What this all indicates to me is that interpreting these scans IS NOT so black and white as one might think. And these radiologists are bound to follow the specific trial protocol here.

When one considers how the assessment criteria on how to read immuno-oncology scans is ever-evolving, it also indicates to me that PFS events was and is at the mercy of the expertise of the radiologists that read and are reading the scans, as well as the time period then and now when they were actually reading the scans.

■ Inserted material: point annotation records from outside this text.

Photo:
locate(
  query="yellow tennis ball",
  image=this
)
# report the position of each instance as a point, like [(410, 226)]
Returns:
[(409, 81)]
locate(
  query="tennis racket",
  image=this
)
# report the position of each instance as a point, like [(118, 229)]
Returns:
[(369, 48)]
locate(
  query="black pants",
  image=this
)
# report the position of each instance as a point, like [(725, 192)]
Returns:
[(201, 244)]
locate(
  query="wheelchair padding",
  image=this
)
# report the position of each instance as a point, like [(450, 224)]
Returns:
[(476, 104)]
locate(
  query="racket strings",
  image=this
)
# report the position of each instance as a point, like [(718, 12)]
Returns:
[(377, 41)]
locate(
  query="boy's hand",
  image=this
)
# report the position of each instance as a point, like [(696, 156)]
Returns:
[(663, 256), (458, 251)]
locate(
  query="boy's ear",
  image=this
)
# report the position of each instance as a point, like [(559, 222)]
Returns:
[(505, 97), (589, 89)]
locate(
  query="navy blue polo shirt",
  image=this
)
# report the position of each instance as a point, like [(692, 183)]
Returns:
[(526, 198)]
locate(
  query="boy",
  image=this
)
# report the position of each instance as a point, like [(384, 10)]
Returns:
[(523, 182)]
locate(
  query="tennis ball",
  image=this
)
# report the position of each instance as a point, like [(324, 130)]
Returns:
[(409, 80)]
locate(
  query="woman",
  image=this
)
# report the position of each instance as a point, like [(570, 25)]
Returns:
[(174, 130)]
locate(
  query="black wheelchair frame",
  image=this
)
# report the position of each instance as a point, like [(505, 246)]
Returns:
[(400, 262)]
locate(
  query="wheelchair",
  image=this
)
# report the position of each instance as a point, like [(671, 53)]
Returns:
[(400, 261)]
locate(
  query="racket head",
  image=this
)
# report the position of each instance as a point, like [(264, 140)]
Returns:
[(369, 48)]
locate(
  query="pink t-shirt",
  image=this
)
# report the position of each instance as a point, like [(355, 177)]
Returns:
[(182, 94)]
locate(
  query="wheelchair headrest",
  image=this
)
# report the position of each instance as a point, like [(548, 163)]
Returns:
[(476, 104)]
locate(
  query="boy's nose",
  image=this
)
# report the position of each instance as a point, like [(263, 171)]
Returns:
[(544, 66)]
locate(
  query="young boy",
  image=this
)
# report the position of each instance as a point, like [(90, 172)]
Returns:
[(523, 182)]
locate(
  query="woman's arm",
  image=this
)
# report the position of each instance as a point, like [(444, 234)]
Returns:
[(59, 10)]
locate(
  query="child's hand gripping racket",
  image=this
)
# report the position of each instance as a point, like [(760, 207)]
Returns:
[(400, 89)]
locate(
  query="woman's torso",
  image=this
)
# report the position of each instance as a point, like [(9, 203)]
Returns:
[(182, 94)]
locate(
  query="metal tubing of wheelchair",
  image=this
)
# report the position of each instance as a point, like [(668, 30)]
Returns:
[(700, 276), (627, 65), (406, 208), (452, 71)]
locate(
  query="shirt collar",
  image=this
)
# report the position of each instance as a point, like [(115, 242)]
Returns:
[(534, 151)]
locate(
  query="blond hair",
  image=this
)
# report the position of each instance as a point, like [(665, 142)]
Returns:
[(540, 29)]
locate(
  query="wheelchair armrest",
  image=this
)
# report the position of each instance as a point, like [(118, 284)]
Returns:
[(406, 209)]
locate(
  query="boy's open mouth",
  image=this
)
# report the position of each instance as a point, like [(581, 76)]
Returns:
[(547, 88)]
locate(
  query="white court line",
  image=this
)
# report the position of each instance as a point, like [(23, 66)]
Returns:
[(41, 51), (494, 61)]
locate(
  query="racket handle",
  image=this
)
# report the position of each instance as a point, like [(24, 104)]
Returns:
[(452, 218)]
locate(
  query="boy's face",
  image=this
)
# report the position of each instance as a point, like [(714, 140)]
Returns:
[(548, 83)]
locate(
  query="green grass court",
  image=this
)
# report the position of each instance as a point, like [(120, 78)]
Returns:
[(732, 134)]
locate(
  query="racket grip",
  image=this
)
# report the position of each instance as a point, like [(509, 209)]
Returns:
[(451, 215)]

So I am not going to pretend that I know what enhancement and non-enhancement means let alone looks like; or if an MRI scan shows a new tumor, or a 25% increase, etc. I'm just going off the fact that the criteria has been evolving, and that one radiologist's enhancement may be another radiologist's non-enhancement, that the protocol only specifies RANO when applying it to those enhancing and non-enhancing images (maybe that's the only time it should apply - I really don't know), and finally, that the same radiologist group that read the Info Arm scans, read the Main Arm scans. And it seems they were not sure how to interpret 25 of 55 patients when they read their scans. And I guess their T2/FLAIRs.